Senate President Sweeney’s daughter, Lauren, was born with Down syndrome. She weighed two pounds and spent 75 days in a neonatal unit before being released. Senator Sweeney’s experience as a new father of a child with a disability was the reason he entered public service. Down syndrome occurs when an individual has a full or partial extra copy of chromosome 21, according to the National Down Syndrome Society. One in every 691 babies in the United States is born with Down syndrome, making Down syndrome the most common genetic condition. Approximately 400,000 Americans have Down syndrome and about 6,000 babies with Down syndrome are born in the United States each year.

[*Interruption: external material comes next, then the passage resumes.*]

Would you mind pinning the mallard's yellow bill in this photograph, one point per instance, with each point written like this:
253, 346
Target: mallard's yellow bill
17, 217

The bill (S475) would require the health care professional providing a diagnosis of Down syndrome to any person who renders prenatal care, postnatal care, or genetic counseling, to provide the parents with the following:  (1) up-to-date, evidence-based, written information about Down syndrome that has been reviewed by medical experts and national Down syndrome organizations, including physical developmental, educational, and psychosocial outcomes; (2) life expectancy, clinical course, and intellectual and functional development and treatment options; and (3) contact information regarding telephone and support services, including information hotlines specific to Down syndrome, resource centers, and other education and support programs. The bill requires that the information should be available in English and Spanish and in a manner that is easily understandable for women receiving a positive prenatal diagnosis or for the family of a child receiving a postnatal diagnosis of Down syndrome.

The bill was approved unanimously by the committee. It next heads to the full Senate for consideration.